Cependant, ses limites politiques et artistiques sont en
dernière analyse un frein à chacune de ses entreprises. Le vent se lève,
comme d’autres films de Loach, semble vouloir revenir aux organisations
ouvrières traditionnelles qui se sont effondrées et révèle un manque de
lucidité critique sur la base programmatique de ces échecs. Leur effondrement,
sans oublier la fin de l’Union soviétique et la dégénérescence dévastatrice du
mouvement ouvrier dans le monde entier, met chaque cinéaste de
« gauche » devant une situation nouvelle et compliquée.
Loach a peut être réagi mieux que la plupart, mais un film
comme celui-ci révèle que tout n’a pas été analysé en profondeur. Sans cela,
sincérité et compassion envers la classe ouvrière ne suffisent pas à le
conduire au succès artistique. Pour ajouter à la difficulté, la méthode
naturaliste, basé sur la quasi improvisation se révèle de plus en plus inadéquate
pour s’attaquer aux problèmes idéologiques et historiques les plus complexes.

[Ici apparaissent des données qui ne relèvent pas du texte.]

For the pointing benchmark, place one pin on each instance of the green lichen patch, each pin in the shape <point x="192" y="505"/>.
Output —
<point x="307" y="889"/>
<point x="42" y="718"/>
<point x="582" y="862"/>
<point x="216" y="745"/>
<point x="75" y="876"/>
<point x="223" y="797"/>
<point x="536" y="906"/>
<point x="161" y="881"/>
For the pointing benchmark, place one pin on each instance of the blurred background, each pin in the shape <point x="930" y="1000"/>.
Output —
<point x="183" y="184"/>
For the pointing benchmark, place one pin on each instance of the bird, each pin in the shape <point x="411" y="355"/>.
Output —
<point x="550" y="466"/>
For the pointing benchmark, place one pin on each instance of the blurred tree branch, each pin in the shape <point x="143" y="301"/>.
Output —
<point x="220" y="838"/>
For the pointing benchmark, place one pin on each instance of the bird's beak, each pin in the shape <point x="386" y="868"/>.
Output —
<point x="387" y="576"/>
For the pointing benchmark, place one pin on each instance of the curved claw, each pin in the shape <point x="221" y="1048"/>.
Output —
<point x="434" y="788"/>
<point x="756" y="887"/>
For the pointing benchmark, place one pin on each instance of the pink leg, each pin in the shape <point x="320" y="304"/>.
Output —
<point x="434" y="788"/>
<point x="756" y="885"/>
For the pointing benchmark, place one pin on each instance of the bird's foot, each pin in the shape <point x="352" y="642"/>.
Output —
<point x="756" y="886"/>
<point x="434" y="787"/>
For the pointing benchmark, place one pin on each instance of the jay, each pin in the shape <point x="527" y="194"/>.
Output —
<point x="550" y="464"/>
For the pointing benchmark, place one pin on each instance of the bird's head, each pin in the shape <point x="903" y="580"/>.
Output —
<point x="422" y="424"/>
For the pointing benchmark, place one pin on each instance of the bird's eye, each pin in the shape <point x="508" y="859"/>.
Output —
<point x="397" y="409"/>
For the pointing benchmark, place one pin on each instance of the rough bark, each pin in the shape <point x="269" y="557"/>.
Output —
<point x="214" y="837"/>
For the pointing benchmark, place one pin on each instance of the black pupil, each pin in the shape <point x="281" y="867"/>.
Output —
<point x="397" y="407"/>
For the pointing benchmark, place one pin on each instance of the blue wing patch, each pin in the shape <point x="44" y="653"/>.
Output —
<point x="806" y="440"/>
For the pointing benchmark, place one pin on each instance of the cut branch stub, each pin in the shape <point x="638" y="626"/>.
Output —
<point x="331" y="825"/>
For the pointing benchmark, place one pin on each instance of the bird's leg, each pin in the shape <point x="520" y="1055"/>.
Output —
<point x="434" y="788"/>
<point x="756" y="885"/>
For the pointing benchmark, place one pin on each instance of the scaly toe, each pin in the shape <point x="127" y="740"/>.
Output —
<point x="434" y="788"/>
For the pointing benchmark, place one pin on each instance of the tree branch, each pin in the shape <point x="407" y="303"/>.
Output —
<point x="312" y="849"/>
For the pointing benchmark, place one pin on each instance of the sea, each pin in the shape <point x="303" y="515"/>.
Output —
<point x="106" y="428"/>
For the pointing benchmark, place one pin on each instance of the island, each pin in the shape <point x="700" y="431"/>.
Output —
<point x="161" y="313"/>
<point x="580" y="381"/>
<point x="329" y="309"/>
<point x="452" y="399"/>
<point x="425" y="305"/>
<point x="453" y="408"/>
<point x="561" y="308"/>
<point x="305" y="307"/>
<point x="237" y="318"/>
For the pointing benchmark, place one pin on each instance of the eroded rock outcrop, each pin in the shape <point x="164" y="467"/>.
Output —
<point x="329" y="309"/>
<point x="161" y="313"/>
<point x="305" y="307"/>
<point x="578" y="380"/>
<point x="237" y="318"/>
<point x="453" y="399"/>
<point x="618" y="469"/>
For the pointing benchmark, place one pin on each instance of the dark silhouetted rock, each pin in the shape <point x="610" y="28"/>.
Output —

On est pris aux tripes par certains passages de ce film, et à d’autres moments
on reste froid et peu convaincu.
Etant donné les parallèles évidents entre l’occupation britannique
de l’Irlande et la situation actuelle en Irak, ainsi que la radicalisation qui
se produit dans de larges couches de la population, le film Le vent se lève
aurait pu et peut-être aurait dû être un événement politico-artistique majeur,
qui touche et aide vraiment à former une nouvelle génération de jeunes gens en
particulier. Que ce ne soit pas le cas est dû en tout premier lieu aux efforts
de l’industrie du film pour enterrer le travail de Loach, mais les éléments non
clarifiés et restés sans réponse de son film y sont aussi pour quelque chose.